Председатель обратился к ним. Он всё более напоминал человека, сплетённый из пульсирующих чёрных нитей.
— Я взываю к тебе, забытое и мёртвое!— раздался голос Председателя,— говорят, что мне нравится жатва. Но жатва есть лишь то, что мы посеяли. Семена, что мы уронили в землю, заражённые желанием жить, объятые вселенским стремлением осуществиться. Они падают в обуянную жизнью почву, живые и, в то же время, мёртвые, страстные, ликующие домовины, неупокоенные, неотпетые, жаркие и злые. Я взываю к ним, желающим продолжения, желающим жизни в тёплой жирной земле.
Тонкие побеги, словно струйки нефти льющиеся вверх, устремились к Чёрному Солнцу.
В фигуре над бетонным строением начали угадываться отдельные черты. Это, безусловно, был человек, среднего роста, в меру упитанный мужчина. Можно было подумать, что глаза его скрывают очки. Он висел в воздухе, сложив пальцы поверх необъятного брюха.
— Жатва!— воскликнул он,— Говорят, что мне нравится жатва. Нет! Я обожаю жатву! Я благословляю жатву, творимую лёгкой рукой, отточенной разлатой сталью, молодой мышцей, сминающей спелые колосья, бездушной машиной, собирающей окровавленные злаки, всему, сбирающему свершённую жизнь во благо жизни грядущей.
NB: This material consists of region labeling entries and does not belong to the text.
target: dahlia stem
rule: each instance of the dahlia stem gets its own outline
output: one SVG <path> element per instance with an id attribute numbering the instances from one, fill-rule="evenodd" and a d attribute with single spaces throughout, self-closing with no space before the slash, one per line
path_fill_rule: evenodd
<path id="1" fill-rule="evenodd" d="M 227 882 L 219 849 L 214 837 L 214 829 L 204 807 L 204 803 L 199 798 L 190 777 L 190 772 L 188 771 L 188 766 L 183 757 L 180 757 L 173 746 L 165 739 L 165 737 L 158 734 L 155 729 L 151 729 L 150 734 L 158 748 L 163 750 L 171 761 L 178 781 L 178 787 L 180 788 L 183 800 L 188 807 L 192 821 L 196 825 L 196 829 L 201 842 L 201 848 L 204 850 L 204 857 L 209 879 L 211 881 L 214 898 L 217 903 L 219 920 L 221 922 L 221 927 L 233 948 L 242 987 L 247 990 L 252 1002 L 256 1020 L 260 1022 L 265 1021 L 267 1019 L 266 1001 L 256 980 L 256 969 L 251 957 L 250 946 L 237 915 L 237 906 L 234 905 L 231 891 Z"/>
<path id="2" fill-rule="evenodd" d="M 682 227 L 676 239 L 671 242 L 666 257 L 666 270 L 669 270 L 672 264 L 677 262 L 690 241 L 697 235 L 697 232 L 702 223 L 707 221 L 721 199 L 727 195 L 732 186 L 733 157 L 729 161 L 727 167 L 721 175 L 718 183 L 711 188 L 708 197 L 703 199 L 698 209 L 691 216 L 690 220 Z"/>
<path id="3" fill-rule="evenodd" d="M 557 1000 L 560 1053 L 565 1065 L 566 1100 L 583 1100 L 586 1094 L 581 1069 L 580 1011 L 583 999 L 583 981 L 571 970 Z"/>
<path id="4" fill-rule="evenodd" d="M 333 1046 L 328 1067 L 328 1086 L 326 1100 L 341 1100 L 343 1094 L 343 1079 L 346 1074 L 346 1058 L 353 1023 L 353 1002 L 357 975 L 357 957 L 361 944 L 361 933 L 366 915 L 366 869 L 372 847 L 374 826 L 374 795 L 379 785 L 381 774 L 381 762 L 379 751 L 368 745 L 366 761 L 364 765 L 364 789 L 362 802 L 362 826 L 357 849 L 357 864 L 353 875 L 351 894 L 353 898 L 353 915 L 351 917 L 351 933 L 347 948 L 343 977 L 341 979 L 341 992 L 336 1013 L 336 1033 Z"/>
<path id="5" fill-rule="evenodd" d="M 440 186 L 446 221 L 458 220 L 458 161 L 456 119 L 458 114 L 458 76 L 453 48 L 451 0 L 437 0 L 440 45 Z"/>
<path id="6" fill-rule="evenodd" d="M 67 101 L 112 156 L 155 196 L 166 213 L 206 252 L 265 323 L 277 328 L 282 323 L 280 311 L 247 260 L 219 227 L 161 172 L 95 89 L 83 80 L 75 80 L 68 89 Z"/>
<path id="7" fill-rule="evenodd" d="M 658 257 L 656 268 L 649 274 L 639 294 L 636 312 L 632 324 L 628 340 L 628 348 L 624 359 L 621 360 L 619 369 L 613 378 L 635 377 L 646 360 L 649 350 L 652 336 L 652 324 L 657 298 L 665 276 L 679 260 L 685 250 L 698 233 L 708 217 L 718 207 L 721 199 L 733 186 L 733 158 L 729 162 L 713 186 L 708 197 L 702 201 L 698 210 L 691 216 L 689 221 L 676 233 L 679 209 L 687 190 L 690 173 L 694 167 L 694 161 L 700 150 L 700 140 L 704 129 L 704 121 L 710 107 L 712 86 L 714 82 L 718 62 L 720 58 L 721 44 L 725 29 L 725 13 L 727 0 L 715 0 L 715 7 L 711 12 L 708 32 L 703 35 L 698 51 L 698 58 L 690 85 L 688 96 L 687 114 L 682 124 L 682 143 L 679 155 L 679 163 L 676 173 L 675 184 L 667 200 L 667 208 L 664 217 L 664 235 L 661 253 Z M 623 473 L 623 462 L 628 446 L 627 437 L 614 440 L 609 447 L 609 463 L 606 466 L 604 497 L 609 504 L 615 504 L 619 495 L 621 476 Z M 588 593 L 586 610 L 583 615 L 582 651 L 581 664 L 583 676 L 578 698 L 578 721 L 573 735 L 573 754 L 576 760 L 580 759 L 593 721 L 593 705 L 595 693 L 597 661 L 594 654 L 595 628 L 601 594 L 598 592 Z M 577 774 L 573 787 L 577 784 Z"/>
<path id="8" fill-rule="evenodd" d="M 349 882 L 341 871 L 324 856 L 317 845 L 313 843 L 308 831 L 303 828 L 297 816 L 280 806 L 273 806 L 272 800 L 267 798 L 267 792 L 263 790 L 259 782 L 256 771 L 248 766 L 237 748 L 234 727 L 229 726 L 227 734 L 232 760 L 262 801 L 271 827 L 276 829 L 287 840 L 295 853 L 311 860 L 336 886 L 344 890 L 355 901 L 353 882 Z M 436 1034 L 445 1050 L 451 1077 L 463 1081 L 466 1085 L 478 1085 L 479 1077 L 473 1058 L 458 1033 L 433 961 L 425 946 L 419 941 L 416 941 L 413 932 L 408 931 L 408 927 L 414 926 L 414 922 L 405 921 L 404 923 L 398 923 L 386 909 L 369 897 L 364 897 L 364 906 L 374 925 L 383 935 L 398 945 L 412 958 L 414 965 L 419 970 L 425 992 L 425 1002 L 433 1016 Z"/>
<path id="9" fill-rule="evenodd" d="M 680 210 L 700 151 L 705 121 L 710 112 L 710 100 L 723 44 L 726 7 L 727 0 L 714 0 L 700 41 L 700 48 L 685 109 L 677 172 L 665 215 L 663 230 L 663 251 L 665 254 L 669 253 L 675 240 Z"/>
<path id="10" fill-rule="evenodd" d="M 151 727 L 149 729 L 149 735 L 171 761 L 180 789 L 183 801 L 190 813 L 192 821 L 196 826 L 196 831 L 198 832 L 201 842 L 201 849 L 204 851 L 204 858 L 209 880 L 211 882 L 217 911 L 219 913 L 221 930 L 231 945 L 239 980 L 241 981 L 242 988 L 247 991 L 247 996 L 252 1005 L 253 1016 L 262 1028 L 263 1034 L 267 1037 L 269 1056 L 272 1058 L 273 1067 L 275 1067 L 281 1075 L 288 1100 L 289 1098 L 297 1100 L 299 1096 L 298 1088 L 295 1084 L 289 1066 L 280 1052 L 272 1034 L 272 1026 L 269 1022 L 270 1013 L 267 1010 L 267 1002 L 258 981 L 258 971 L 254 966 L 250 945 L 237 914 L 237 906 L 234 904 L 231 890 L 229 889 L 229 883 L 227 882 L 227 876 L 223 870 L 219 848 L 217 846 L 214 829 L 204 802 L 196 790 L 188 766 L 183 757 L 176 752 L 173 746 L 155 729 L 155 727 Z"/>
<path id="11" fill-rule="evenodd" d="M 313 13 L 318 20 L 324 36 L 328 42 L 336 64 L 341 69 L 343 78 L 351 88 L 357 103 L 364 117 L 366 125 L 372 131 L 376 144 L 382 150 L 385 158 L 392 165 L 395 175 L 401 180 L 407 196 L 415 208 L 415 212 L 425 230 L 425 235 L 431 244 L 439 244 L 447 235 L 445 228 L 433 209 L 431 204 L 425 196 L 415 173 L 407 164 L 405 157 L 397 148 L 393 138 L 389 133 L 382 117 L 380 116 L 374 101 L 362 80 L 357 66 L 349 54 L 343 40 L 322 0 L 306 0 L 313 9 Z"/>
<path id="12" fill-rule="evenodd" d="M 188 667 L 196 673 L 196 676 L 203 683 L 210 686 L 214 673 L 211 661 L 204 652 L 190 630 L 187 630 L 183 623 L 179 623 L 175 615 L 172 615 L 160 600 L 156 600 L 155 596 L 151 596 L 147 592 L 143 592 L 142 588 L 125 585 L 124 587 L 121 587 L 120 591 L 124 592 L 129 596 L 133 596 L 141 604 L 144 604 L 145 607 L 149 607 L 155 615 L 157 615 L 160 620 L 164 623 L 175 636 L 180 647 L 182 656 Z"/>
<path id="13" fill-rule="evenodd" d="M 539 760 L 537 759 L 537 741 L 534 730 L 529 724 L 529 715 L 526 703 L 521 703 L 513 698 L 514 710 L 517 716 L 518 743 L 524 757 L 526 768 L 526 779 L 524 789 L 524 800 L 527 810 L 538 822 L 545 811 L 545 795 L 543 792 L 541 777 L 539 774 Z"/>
Дрогнула земля. В жирном и чёрном грунте расползалась страждущая воплотиться запредельность, поглощая всё, что стояло на её пути, принимая мёртвые тела в свои объятия, подчиняя их своей воле.
— Сердце моё содрогается от радости, когда мотовило вгрызается в набухшие стебли и плоть отставших жнецов, когда зёрна и мышцы становятся грядущих хлебом, и нет ничего более благого, чем комбайнёр, наводящий свою машину, на возлежащих во ржи, во благо хлеба. И те, бегущие от всеблагих орудий жатвы, и обращаемых в белок и славу собранного урожая, лишь радуют меня, ибо нет ничего более святого, чем жизнь, произрастающая из плотской смерти.
Чёрное Солнце пульсировало в такт бегущим под землёй корням. Там, в глубине почвы, мёртвое становилось живым.
— Да здравствует жатва! Да здравствует посев, предвестник её! Да здравствует смерть из которой произрастает новая жизнь! Мы более не будем ждать милости от Богини-Матери. Взять её, вот наша основная задача!
Небеса содрогнулись. Они слышали и большие святотатства, но совсем редко смертные настолько приближались к осуществлению своей хулы.
18. Разговор с профессором Сёминым
Когда взошло Чёрное Солнце, почтальон Печкин побежал. И ничуточки он этого не стыдился, потому что был самым обыкновенным почтальоном, пускай и с дополнительными полномочиями.
Спрятался он в том самом доме, в котором жил с тех пор, как закрыл почту.
Он знал, где раньше жил профессор Сёмин, и даже перетащил себе немного из его книг. И понемногу учился, потому что никаких других дел у него не осталось.
А когда вернулся профессор, Печкин совсем у себя закрылся, и выбегал только за водой из колодца. Он ей запивал консервированную тушёнку.
Тушёнки у него много было. Он её на пять лет вперёд намародёрил.
Однажды утром вышел Печкин на крыльцо, да так и остановился. Не было вокруг него деревни. Дом его стоял на возвышении. А теперь он оказался на острове. Вместо воды вокруг этого острова клубился густой туман.
Почтальон отломал от яблони ветку подлиннее и опустил её в молочные волны.
Конец ветки срезало подчистую.
Печкин грустно усмехнулся. А потом заметил, что невдалеке, из стелящегося тумана, возвышается ещё один остров, с избой точь-в-точь как его. И ещё несколько, окружающих остров на равном расстоянии.
— Эгегей,— закричал Печкин и помахал рукой.
— Эгегей,— немногим тише закричало четыре Печкина по четыре стороны его острова и помахали кому-то рукой.
— Эгегей,— ещё тише отозвались восемь Печкиных вокруг.